O parlamentar quer explicações a respeito de proposta apresentada pela provedoria a um administrador e consultor de seguros.

Osmar Donizete Costa, diretor comercial da Cosfer e que representaria quatro operadoras de saúde com interesse em Tatuí, recebeu comunicado da diretoria do hospital no dia 30 de abril.
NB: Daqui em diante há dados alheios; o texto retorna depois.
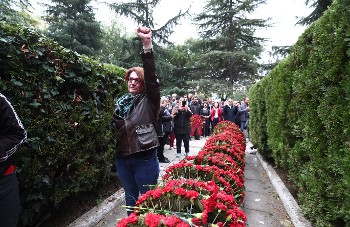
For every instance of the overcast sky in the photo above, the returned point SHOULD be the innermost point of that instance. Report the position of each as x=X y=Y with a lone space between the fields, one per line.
x=283 y=14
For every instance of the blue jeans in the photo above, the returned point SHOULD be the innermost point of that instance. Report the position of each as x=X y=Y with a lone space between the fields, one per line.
x=241 y=125
x=136 y=173
x=182 y=137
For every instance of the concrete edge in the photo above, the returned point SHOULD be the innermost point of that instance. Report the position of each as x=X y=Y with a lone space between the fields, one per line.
x=93 y=216
x=286 y=197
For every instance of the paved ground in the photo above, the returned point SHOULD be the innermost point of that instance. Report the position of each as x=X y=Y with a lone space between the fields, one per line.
x=267 y=202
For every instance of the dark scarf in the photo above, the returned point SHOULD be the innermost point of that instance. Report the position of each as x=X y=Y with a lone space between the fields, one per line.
x=125 y=104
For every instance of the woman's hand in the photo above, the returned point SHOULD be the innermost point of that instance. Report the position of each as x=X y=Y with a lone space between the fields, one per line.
x=145 y=34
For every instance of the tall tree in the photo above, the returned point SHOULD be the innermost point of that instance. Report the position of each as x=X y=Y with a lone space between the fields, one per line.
x=233 y=47
x=141 y=12
x=73 y=25
x=17 y=11
x=320 y=6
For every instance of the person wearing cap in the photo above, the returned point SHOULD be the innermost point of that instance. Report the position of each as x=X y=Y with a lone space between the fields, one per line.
x=12 y=135
x=135 y=120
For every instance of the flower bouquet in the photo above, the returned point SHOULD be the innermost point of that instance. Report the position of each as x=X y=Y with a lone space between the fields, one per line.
x=188 y=203
x=219 y=159
x=152 y=220
x=227 y=125
x=196 y=123
x=228 y=181
x=235 y=152
x=228 y=138
x=196 y=120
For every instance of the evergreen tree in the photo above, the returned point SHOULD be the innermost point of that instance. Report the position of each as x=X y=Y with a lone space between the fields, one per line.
x=17 y=11
x=229 y=37
x=141 y=12
x=319 y=7
x=73 y=25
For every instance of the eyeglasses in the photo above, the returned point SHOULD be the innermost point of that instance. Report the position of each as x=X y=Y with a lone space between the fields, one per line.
x=135 y=80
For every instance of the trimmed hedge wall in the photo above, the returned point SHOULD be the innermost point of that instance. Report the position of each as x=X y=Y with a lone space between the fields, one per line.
x=65 y=102
x=305 y=104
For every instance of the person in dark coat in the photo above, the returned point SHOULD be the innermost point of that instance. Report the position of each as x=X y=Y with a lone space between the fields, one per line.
x=12 y=135
x=164 y=117
x=196 y=129
x=135 y=119
x=182 y=128
x=230 y=111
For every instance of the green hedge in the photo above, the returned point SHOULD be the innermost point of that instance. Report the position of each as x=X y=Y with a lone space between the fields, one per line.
x=65 y=102
x=307 y=103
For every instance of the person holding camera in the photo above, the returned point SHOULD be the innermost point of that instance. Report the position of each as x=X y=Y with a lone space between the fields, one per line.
x=135 y=119
x=182 y=127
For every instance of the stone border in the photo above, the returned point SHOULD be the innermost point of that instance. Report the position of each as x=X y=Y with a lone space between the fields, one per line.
x=93 y=216
x=286 y=197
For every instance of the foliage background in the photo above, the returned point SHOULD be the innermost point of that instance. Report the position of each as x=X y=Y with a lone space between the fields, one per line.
x=65 y=101
x=307 y=102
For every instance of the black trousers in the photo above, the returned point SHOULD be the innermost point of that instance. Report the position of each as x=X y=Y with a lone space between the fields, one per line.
x=162 y=141
x=186 y=139
x=9 y=201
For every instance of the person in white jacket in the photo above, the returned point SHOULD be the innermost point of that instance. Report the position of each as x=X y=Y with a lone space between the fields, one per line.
x=12 y=134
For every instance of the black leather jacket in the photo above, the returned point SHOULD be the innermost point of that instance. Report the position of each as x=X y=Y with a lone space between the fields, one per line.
x=136 y=133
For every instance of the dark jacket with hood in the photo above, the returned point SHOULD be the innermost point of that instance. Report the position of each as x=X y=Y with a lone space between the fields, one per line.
x=136 y=133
Nele, constam lista de valores de serviços hospitalares a serem prestados e duas contrapartidas das empresas dispostas a se credenciar. Conforme o vereador, essas exigências inviabilizaram as negociações com as operadoras.

Mota afirmou que não há mais interesse por parte das empresas. “Elas jogaram a toalha”, iniciou. Ele alegou que o hospital teria dificultado a vinda das operadoras para o município por “pressão” e que estaria “abrindo mão de receita”.
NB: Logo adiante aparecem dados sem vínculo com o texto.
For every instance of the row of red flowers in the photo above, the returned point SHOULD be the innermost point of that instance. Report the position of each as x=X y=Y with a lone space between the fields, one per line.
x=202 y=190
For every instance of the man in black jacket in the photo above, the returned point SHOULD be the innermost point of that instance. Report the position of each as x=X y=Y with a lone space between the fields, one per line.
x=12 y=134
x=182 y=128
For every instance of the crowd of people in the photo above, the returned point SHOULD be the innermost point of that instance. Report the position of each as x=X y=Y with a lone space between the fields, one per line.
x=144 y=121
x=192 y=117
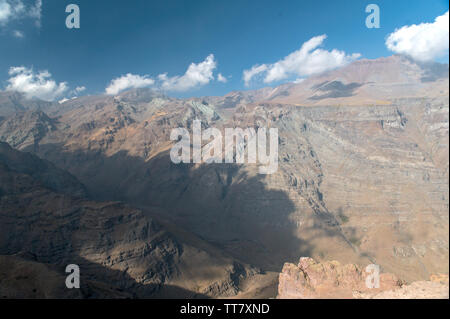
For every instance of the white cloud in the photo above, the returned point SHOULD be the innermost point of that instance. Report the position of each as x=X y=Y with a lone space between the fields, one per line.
x=196 y=75
x=423 y=42
x=221 y=78
x=254 y=71
x=80 y=89
x=128 y=81
x=306 y=61
x=18 y=34
x=17 y=10
x=39 y=85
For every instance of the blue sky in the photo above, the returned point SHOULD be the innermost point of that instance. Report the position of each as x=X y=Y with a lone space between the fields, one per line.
x=148 y=38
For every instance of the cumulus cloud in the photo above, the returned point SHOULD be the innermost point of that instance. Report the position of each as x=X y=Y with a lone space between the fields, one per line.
x=423 y=42
x=128 y=81
x=39 y=85
x=18 y=34
x=221 y=78
x=196 y=75
x=79 y=89
x=16 y=10
x=248 y=75
x=306 y=61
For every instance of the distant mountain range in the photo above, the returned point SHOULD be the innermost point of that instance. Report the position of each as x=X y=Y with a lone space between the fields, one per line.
x=363 y=178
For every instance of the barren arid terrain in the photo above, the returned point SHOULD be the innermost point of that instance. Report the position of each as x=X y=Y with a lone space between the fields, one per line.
x=362 y=179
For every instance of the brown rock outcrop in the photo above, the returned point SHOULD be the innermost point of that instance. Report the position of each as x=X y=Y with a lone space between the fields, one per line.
x=310 y=280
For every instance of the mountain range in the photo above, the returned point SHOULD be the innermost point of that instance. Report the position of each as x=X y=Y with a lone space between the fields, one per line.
x=362 y=178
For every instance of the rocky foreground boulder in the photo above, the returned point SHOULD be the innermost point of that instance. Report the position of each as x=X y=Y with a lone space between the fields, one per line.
x=332 y=280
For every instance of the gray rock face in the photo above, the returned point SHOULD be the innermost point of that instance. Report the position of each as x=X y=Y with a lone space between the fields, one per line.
x=122 y=249
x=362 y=178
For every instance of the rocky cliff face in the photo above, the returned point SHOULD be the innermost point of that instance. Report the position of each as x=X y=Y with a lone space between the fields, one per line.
x=362 y=178
x=116 y=247
x=312 y=280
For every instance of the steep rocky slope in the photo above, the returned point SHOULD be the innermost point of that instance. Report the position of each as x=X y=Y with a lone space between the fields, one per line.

As condições apresentadas pelo hospital ao diretor comercial foram divulgadas pelo vereador na noite de terça-feira, 5, e repassadas a O Progresso. Mota também entregou cópia de e-mails trocados entre ele e o representante.
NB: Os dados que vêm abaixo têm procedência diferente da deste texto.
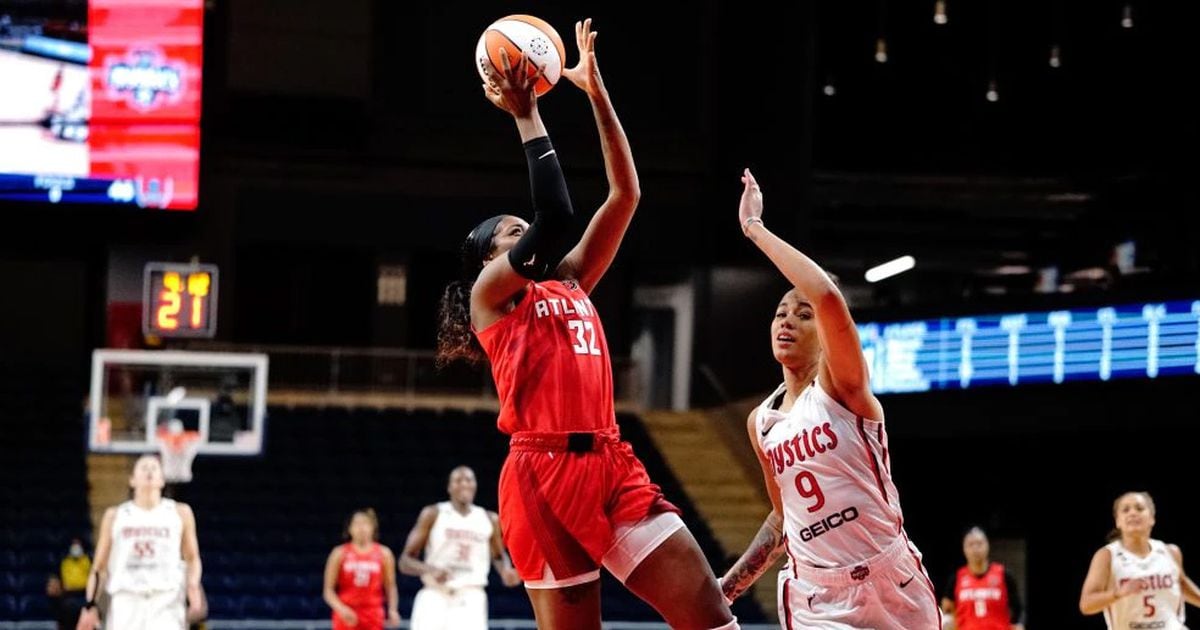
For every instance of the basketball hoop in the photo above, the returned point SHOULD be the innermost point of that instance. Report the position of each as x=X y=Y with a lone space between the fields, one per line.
x=178 y=449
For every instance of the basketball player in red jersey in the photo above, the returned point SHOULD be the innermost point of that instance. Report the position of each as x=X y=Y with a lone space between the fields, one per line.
x=823 y=450
x=573 y=495
x=982 y=595
x=357 y=576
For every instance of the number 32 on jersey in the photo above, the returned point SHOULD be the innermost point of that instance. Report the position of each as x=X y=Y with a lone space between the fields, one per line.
x=585 y=336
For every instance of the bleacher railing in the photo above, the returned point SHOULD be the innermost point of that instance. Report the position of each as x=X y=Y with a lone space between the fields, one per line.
x=323 y=624
x=388 y=371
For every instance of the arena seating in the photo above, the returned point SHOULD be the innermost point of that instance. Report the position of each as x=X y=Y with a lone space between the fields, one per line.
x=43 y=501
x=267 y=523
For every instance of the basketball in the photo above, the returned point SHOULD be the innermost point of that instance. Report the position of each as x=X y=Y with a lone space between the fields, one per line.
x=522 y=35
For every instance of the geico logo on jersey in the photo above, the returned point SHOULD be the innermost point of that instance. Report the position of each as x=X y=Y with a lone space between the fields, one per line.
x=829 y=522
x=144 y=78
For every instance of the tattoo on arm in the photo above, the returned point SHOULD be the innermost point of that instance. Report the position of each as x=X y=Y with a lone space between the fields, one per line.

O parlamentar é um dos responsáveis pelas negociações entre o hospital e a Cosfer. Ele intermediou a vinda do representante por conta de exigências apresentadas por indústrias.

Mota é presidente do Sindmetal (Sindicato dos Metalúrgicos de Tatuí e Região) e afirmou que mais de 80% delas têm dificuldades em encontrar um plano de saúde que não impacte na folha de pagamento.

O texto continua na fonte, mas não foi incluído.